Quoting from their October 3, 2019, memo to the BOF, “This recommendation is based on: (1) average yield for the three indicator stocks has increased since Susitna River sockeye salmon were designated a stock of yield concern, (2) escapements in the three indicator systems have been met in most years, and (3) reduced yield can in part be attributed to invasive northern pike.”
They presented no yield data supporting the first claim and made no mention of how many years the three indicator systems have all made escapements in the same year. And finally, they talk about reduced yield due to pike, mentioning no other factors which contribute to this “reduced yield,” nor do they explain why reduced yield is a reason to eliminate stock of yield concern status for these fish.
Thankfully, when the “rubber stamp” vote was called for, one board member deflected board concurrence until the UCI meeting in February, giving the board a chance to study the information presented and ask for the information which wasn’t presented.
ADF&G is making major changes in their king salmon management scheme for the Susitna drainage.
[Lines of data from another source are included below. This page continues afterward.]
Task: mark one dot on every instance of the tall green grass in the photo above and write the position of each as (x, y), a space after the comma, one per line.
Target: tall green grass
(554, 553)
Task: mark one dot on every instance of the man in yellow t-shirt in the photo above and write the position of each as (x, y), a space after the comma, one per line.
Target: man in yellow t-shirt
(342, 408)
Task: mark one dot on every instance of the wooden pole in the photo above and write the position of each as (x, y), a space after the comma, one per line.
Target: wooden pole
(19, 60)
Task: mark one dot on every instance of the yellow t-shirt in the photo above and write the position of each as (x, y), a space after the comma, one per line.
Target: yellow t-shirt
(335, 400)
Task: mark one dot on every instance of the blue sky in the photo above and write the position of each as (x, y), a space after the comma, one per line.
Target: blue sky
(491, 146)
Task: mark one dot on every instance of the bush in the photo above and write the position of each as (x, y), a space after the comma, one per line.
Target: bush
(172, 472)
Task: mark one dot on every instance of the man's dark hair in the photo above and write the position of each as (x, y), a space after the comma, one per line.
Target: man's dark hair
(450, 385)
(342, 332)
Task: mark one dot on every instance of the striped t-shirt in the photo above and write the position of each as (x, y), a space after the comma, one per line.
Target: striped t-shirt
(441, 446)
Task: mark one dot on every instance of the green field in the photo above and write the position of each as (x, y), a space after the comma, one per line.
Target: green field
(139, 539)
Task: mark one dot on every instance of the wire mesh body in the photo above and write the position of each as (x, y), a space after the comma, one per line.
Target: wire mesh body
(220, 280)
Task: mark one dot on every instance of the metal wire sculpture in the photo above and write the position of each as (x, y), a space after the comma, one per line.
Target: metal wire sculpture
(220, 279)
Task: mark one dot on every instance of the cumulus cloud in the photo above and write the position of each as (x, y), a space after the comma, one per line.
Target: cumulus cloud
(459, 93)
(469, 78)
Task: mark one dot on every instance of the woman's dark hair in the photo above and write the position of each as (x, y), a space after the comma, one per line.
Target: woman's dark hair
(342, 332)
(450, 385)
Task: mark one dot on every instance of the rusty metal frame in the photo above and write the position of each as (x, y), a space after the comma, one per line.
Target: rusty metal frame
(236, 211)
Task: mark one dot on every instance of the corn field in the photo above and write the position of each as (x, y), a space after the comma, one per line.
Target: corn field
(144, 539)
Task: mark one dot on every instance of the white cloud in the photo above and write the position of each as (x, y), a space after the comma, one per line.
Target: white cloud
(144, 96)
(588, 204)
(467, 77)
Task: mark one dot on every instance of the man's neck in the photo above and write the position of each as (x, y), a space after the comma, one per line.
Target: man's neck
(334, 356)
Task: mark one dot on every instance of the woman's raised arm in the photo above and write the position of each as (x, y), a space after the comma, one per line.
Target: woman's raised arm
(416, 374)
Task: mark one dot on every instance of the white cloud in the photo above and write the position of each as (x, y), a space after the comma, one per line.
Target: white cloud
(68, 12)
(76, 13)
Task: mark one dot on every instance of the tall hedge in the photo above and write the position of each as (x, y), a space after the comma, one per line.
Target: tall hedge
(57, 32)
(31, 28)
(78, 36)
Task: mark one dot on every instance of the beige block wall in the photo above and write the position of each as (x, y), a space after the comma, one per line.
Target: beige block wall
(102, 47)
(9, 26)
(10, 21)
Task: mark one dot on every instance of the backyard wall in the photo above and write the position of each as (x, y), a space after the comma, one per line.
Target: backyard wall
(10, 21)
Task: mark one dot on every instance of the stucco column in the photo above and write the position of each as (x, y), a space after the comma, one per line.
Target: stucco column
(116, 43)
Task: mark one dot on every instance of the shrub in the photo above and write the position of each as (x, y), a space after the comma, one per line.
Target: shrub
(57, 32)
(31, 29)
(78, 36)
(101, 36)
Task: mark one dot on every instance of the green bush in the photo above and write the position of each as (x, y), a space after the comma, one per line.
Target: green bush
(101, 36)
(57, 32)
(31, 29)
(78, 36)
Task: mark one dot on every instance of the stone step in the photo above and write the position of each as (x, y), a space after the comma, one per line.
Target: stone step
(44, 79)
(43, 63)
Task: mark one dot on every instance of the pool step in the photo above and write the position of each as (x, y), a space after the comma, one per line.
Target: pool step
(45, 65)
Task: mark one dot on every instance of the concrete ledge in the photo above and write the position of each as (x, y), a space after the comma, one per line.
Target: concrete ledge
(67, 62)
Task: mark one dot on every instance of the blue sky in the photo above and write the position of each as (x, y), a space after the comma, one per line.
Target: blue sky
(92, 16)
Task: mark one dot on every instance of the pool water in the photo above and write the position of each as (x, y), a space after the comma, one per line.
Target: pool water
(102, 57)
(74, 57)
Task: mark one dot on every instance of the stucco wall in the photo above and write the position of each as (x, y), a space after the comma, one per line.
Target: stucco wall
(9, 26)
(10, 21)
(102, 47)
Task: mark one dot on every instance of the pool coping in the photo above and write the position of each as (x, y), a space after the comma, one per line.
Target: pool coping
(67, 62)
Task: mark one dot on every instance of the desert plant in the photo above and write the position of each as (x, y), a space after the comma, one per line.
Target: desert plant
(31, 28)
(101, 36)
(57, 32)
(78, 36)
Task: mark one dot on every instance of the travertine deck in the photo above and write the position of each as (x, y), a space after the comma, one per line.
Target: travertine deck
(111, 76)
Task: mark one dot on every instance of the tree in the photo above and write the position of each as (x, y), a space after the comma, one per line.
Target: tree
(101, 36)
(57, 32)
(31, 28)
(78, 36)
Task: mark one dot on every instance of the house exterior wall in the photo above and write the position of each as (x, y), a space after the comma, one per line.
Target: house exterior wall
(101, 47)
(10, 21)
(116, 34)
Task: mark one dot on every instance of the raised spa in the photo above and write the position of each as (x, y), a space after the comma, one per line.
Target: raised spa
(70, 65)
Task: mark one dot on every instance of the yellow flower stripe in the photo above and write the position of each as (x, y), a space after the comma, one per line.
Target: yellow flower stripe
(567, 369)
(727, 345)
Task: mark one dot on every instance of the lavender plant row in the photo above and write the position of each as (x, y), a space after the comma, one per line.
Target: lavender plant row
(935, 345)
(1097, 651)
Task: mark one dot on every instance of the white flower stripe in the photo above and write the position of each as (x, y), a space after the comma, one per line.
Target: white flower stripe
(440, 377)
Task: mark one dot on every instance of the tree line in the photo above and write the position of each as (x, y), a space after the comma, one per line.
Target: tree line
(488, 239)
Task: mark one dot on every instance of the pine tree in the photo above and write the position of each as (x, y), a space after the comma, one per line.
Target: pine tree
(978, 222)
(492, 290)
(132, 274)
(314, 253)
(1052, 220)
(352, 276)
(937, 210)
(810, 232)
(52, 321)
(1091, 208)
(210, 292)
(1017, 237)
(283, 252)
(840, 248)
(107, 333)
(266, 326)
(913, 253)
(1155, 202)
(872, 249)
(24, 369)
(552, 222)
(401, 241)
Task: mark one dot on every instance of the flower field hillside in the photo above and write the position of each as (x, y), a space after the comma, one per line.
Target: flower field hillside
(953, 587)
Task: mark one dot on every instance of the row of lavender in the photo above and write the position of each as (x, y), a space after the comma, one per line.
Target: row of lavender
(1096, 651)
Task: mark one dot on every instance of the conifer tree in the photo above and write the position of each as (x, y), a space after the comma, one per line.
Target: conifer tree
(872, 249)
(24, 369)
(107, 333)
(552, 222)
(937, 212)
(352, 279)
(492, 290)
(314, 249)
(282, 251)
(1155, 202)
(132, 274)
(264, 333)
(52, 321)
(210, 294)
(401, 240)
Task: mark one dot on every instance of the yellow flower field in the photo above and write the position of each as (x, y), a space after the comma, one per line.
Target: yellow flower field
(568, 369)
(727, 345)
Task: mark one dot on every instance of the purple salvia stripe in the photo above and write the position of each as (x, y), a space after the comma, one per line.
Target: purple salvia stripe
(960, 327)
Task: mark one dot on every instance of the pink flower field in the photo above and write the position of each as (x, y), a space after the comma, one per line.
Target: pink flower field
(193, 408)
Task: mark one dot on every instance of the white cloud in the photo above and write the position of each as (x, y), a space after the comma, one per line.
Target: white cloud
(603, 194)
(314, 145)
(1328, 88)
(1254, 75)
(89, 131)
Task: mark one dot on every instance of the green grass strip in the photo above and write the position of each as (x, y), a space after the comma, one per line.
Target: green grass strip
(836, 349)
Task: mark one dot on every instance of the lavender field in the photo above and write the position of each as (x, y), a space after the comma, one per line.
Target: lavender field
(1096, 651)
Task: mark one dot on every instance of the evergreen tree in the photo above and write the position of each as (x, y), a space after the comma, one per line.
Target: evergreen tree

Rather than continuing to manage on a drainage by drainage basis, the department plans to divide the area into four “sub-basins:” the Yentna; Deshka; Talkeetna; and Eastside Susitna Rivers and manage each sub-basin as a unit.
One puzzling aspect is that the “new” recommended escapement goals don’t appear to be related to the original goals for each system contained in that sub-basin. Also, several areas are being downgraded from having a “biological escapement goal” or BEG, to having a “sustainable escapement goal” or SEG. When asked, the department gave no understandable reason, to me at least, how the new escapement goal range was derived for each sub-basin.
Several of these sub-basin systems are currently in a stock of concern status and the designation was recommended to go away. In turn, for example, the entire Eastside Susitna sub-basin would be declared a stock of concern.
Questions about how these sub-basins would be managed compared to individual drainages was not answered.
Questions about which “indicator systems” would be monitored within each sub-basin to see if escapement goals were being met was also unanswered. Again, when the department asked for the rubber-stamp approval, another board member stated that this should be put off until the February UCI meeting so the board could become better informed on exactly what the department wants to do and why.
Thank you to those two board members.